そこで酔客が「千鳥」足の好い機嫌で、「満月」を愛(め)でて(何の満月か?)から隣で一寸「いっぷく」して、最後に「三久」でしたとしめくくって帰途につく、という洒落たハシゴ酒が出来るといって本当に千鳥足で隣に回ったもんだと「ちどり」のママは笑った。
昭和通りに一時目立ったのは「アルバイトサロン」。前の「りんどう」のママの経営ではなかったかと思う。
昭和通りをずっと下った鶴岡座通りを越した右手に数軒飲み屋、食べもの屋が並び、その中に「千成(せんなり)」があった。ここは「南国」のホステス達が店がはねるとやってきて、寿司やラーメンを食べたり酒を飲んだりしていた。こっちも合流して飲み、彼女達のホンネに耳を傾けたりした。
「千成」よりもう少し下った横町に「喜多八」があった。カウンターは申訳程度で、むしろ小座敷でゆっくりという感じだった。

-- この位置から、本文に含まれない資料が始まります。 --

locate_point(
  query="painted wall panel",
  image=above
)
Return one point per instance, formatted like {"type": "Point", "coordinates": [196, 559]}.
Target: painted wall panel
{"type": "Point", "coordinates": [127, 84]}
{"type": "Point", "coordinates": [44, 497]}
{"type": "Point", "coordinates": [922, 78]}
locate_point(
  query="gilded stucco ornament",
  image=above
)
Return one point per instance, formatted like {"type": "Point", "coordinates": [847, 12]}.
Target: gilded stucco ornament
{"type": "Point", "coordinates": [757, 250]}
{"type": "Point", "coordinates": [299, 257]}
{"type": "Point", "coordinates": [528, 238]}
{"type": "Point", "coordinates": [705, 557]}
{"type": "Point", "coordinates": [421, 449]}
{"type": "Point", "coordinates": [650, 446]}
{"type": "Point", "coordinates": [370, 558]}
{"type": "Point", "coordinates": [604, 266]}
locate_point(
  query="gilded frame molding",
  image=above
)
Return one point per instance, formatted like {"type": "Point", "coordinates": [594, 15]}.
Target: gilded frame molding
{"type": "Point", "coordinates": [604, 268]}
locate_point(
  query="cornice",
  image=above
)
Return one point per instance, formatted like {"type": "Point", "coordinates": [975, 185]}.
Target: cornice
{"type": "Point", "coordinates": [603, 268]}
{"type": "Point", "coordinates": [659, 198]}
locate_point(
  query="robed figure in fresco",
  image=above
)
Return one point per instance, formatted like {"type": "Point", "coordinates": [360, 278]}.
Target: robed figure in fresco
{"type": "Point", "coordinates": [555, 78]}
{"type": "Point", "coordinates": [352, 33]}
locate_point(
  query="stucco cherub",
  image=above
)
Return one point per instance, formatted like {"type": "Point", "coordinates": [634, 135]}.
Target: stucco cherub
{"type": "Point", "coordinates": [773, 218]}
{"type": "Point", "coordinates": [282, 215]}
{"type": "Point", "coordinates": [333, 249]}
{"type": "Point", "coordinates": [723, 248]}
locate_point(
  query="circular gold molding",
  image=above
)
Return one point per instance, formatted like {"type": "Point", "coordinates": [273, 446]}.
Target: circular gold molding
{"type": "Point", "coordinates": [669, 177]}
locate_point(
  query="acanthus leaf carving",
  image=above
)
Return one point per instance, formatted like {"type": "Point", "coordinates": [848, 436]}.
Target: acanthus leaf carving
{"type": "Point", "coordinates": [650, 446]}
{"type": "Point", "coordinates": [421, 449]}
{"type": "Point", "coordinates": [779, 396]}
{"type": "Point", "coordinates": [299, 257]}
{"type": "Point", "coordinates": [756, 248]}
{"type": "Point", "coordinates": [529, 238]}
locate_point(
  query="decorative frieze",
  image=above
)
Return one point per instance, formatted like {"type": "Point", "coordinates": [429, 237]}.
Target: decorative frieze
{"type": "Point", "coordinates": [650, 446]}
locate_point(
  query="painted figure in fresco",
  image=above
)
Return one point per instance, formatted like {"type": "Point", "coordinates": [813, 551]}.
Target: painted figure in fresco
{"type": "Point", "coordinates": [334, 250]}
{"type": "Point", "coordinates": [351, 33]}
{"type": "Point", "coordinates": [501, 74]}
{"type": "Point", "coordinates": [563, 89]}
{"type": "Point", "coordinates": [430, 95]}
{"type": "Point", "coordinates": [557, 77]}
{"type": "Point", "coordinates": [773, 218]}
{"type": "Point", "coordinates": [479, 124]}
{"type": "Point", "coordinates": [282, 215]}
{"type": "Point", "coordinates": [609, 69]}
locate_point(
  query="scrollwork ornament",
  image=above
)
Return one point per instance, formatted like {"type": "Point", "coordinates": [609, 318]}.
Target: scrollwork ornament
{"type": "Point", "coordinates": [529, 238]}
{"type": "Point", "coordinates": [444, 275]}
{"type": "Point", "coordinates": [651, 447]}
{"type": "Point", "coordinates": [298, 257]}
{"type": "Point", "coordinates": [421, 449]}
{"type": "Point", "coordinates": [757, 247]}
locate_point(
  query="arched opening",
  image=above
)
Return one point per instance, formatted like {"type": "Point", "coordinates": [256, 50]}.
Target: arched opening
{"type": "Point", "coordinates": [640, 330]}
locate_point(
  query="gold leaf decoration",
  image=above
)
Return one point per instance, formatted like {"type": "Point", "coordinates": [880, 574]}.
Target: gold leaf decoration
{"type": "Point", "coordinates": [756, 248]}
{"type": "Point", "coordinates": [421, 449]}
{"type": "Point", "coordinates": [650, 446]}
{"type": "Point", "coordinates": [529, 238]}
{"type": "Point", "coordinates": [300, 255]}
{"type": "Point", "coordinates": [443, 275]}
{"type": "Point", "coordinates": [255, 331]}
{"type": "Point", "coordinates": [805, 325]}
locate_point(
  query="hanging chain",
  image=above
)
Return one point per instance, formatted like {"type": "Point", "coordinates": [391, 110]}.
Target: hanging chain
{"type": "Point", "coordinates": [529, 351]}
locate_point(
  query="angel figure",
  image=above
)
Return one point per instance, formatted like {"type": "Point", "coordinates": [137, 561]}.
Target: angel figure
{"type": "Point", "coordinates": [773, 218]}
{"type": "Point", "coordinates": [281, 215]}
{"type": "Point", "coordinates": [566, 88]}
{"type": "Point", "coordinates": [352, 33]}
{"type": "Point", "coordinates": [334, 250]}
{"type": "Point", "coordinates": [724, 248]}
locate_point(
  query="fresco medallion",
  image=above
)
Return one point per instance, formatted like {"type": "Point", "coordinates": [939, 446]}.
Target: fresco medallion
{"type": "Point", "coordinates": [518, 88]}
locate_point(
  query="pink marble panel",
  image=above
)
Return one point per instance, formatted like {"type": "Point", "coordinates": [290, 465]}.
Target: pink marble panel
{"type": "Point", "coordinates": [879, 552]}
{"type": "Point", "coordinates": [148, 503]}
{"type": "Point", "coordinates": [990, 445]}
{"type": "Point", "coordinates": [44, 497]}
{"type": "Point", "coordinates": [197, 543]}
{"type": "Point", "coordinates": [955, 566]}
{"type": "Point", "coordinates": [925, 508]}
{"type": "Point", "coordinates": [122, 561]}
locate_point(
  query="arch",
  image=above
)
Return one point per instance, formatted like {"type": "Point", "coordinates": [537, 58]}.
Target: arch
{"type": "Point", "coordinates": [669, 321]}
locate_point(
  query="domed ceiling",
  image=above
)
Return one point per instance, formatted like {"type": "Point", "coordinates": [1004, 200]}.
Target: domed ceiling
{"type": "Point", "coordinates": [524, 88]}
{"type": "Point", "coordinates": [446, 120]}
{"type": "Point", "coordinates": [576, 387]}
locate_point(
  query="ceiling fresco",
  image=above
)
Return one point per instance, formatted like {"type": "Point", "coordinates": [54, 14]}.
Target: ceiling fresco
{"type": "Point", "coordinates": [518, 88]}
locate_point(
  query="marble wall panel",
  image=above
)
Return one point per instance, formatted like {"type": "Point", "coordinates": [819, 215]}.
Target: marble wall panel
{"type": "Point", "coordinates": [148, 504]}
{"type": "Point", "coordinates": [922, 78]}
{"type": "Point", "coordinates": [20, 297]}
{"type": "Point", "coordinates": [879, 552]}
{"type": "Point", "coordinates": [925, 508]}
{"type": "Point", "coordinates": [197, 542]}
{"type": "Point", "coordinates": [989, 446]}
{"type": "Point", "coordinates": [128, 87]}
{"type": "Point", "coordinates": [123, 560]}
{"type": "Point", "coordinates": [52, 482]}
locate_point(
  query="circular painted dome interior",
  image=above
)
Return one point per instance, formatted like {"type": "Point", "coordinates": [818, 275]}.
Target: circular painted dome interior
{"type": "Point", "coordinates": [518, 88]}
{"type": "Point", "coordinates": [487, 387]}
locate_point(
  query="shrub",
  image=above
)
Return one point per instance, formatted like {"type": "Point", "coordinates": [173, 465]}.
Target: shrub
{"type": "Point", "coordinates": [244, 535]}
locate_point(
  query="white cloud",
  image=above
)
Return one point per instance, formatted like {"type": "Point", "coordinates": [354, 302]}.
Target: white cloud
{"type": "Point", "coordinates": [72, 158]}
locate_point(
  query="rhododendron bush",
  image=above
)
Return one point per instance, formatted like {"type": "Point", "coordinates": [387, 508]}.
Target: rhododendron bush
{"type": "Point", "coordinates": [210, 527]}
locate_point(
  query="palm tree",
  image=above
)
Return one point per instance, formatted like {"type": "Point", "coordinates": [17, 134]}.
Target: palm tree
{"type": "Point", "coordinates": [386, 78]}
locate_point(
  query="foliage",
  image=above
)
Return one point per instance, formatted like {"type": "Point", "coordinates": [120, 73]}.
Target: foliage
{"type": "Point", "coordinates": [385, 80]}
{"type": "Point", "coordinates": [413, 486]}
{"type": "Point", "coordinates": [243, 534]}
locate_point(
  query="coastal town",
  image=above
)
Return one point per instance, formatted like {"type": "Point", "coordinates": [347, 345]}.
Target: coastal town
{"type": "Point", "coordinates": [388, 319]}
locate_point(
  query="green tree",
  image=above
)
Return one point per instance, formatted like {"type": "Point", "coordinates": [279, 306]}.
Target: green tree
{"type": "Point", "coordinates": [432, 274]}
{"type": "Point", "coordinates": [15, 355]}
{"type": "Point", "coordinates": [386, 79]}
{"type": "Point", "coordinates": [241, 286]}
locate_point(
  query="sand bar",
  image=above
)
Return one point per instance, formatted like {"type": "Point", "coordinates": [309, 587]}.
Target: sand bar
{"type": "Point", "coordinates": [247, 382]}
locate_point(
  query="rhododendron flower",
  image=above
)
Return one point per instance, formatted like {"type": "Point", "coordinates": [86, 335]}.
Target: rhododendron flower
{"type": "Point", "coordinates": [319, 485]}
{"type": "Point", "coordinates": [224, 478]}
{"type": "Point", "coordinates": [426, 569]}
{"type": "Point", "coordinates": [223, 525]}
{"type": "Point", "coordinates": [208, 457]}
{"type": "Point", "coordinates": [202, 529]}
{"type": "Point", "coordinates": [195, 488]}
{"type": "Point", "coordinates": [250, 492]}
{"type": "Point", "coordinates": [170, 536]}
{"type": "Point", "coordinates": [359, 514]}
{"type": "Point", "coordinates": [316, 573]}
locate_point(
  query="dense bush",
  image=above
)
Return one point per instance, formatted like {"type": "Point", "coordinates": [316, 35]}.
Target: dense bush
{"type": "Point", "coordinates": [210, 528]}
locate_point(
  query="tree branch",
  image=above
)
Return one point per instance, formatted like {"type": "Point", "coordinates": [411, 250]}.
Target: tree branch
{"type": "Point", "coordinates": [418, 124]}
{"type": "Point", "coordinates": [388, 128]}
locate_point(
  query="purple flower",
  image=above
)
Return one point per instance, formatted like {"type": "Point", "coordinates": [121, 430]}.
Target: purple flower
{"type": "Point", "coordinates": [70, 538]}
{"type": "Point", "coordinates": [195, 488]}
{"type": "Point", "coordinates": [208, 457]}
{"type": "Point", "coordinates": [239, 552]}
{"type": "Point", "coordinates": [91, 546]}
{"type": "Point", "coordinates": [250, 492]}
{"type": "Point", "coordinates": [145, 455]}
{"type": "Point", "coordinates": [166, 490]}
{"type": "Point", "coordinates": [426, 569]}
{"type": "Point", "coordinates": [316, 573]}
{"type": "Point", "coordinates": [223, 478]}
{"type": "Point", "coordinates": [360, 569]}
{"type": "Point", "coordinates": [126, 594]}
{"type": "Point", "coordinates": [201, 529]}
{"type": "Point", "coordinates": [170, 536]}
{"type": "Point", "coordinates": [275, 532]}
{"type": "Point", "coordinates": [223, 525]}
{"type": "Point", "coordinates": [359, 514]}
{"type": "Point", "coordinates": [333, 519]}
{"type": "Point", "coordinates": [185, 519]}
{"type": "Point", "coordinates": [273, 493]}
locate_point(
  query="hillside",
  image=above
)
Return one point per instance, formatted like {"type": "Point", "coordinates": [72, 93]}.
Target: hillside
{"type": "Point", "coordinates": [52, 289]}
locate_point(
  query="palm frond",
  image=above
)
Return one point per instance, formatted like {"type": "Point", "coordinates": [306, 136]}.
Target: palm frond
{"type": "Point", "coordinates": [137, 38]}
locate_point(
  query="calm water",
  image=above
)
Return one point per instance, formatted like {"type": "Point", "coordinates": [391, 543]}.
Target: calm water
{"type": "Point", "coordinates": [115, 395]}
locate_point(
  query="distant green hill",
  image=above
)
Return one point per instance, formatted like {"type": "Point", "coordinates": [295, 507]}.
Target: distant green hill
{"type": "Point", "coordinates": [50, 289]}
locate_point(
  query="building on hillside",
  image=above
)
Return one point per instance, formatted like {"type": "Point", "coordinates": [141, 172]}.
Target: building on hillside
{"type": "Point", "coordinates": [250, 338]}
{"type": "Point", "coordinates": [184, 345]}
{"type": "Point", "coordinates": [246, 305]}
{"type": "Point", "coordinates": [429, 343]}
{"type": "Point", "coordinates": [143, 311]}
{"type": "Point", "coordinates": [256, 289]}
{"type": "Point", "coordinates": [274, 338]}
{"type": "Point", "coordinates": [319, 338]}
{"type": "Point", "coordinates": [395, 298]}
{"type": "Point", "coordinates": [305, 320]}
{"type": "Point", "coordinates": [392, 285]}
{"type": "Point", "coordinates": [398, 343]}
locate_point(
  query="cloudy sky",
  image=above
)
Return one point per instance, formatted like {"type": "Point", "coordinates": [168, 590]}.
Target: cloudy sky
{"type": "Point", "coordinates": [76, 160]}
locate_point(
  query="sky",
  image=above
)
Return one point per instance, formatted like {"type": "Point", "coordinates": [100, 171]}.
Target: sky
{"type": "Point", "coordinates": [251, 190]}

飲み屋というものは大抵一か所に肩を寄せあうようにして飲み屋街を形成している。
三雪(みゆき)橋向いの角に出した「バラ」はむしろそうしたパターンからはずれたところで客を呼んだ。
「バラ」のママは根っからの庄内人というタイプで鶴岡の旧家の奥さんだったようで「ンデガンスノウ」(そうですネ)「ンデガンスデバ」(そうですとも)のテイネイ語を連発した。後に二階を広げバー「再会」を開いた。
「十和田」も飲み屋街からはずれた、今の寿司屋「芝楽」の筋向いあたりだった。当時繁華街ではあっても商店街通りのド真ん中では持ち切れなかったろう。今は文映跡向いの飲み屋街にある。それから八間町の今の淀川屋の二階に確か「リスボン」だと思ったが、若い和服姿のママが客を集めていたのを覚えている。その筋向いに「朱と緑」という飲み屋があり女性客も結構入っていた。
昔の十日町で鶴岡座通りすぐ左手に、民謡では素人ばなれのママがやっている「子龍(しりゅう)」。四十五年十一月というから少し後になろう。尤もその前は「祝や」の向いで、それこそ軒下を借りたような超ミニの店から始めたのである。ママは広さ畳三畳で四十二年十月二十六日開店だと即座に答えたものである。料理は季節々々のものをしっかりつくって出した。
あとは「信長」「秀吉」「花馬車」「いないいないバー」「かに」「かっぱ」など、別に脈絡もなしに思い浮かぶが、もっとも四十年代半ばあたりからの風景だったかも知れない。